A triple helix of issues with Andrew Jaspan’s leadership of The Conversation created great friction within the ambitious start-up, leading to his resignation last week, sources have told Crikey.

The Conversation announced on Friday that Jaspan would be moving on to a new “Global Academy” project at RMIT. The announcement came after three university vice-chancellors, who ran an inquiry into the strategy of The Conversation, reported their findings to the board. 

Jaspan’s personal style, management style and views on the structure of the website combined to wear down management in the Australian outfit, and there was tension between Jaspan and international partner sites, and between Jaspan and external partners, including universities and peak bodies Crikey has been told.

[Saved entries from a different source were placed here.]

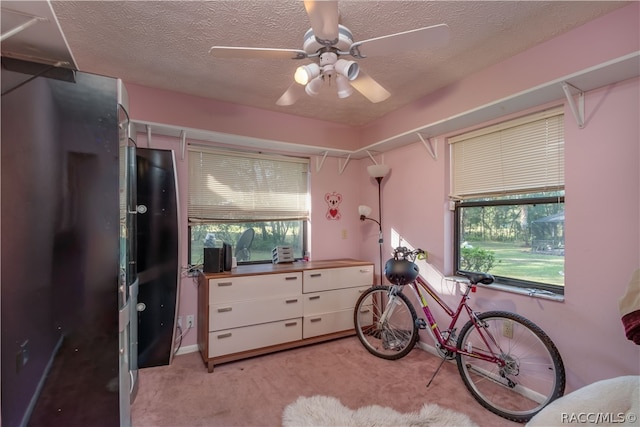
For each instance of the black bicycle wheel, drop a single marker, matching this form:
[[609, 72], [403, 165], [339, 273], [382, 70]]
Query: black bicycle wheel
[[533, 374], [392, 337]]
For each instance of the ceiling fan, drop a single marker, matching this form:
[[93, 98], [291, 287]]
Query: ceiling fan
[[327, 42]]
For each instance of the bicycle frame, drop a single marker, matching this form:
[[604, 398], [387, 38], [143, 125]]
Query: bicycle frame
[[434, 329]]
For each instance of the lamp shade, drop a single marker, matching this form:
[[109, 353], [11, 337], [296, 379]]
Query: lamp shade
[[378, 171], [364, 210], [314, 86], [344, 88], [349, 69], [305, 73]]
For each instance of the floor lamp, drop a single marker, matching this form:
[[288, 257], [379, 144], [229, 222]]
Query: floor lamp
[[378, 172]]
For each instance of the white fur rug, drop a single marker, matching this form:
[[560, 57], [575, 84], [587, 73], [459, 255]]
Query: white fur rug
[[324, 411]]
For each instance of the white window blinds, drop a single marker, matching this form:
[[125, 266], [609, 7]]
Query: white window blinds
[[520, 156], [239, 187]]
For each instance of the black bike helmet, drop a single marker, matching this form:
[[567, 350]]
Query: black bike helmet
[[400, 272]]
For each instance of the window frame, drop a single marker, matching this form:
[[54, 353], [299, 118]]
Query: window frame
[[226, 216], [305, 243], [504, 280], [502, 191]]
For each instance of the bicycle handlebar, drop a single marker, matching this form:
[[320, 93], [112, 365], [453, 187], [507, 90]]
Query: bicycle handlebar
[[402, 252]]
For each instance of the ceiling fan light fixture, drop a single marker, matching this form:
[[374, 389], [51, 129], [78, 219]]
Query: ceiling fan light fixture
[[305, 73], [314, 86], [349, 69], [344, 88]]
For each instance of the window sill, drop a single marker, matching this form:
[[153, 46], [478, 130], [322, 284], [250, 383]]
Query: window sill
[[534, 293]]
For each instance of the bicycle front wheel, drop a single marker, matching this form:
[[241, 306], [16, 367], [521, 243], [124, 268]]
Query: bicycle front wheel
[[385, 322], [530, 375]]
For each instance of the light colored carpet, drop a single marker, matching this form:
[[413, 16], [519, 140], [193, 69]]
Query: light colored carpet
[[325, 411]]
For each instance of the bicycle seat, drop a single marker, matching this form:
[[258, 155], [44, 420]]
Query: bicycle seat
[[474, 278]]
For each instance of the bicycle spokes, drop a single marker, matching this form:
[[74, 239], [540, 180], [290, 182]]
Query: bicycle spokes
[[514, 369]]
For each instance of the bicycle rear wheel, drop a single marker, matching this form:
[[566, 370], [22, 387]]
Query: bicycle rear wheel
[[533, 373], [391, 334]]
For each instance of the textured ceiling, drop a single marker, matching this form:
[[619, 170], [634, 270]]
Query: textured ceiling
[[165, 44]]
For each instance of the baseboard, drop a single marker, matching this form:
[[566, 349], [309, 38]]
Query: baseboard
[[187, 349], [40, 386]]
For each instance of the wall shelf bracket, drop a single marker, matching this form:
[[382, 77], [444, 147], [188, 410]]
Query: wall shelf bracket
[[183, 143], [373, 159], [577, 110], [430, 145], [21, 27], [341, 166], [320, 162], [148, 136]]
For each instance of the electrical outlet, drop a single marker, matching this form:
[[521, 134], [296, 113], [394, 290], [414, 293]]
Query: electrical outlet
[[507, 329]]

While Jaspan’s single-mindedness and obsession with the site had contributed to its success, these personality traits, which included an unwillingness to cede control to senior management, did not scale well as the project became larger, with more partners and a 24-hour website. 

One industry insider told Crikey: “Andrew Jaspan invented one of the best global publishing ideas of a generation, raised millions of dollars in funding from universities and governments and then rolled it out in several other countries — then the staff said they couldn’t work with him anymore. It’s tragic that the only way the idea could keep going was by pushing out the founder.” 

Jaspan started The Conversation with the University of Melbourne’s Glyn Davis in 2011, and was primarily responsible for getting university partners to sign up, and for recruiting board members. The site, comprising explanatory pieces by qualified experts and funded by university and philanthropic partnerships, expanded rapidly, with outfits now in the UK, US, France and Africa.

The UK and US boards both declined to renew Jaspan’s board terms once they expired. External partners, including a university peak body in the UK, refused to deal with Jaspan. The increasingly tense situation reached boiling point in September last year, when senior management wrote a letter to the board demanding that he no longer have an active role. An inquiry was held, but no impropriety was found, and Jaspan’s position as editor-in-chief and chief executive was reinstated.

[How The Conversation is slowly taking over the world]

The board was divided over whether to sever ties with Jaspan, and chairman Robert Johanson resigned in December, reportedly saying his position was untenable.

As well as personal relationship issues, Jaspan’s view of The Conversation had been increasingly at odds with that of the international partners. Jaspan wanted the Australian branch to act as the head office, with subsidiaries in other countries. But the partners wanted a federation-style organisation, where each country’s site had autonomy.

As the site got bigger, Jaspan still felt that he could take charge of all the sites, as editor-in-chief, because it was his idea. This attitude particularly grated the international partners, which run as separate entities.

Jaspan refused to comment on questions put to him by Crikey.

In a statement released by The Conversation announcing the resignation, Jaspan said he was proud of The Conversation and was looking forward to his new role.

“I look forward to working with the universities to develop new approaches to the provision of global information informed by an understanding of the cross-border and cross-cultural perspectives of the Global South and North,” he said.

Jaspan left The Age as editor in 2008 as a casualty of mass cuts at Fairfax Media. But it followed a tumultuous four years for Jaspan, which included a revolt by staff where 235 journalists signed a letter accusing him of degrading their ability to produce independent journalism.

The Conversation is now recruiting a new chief executive.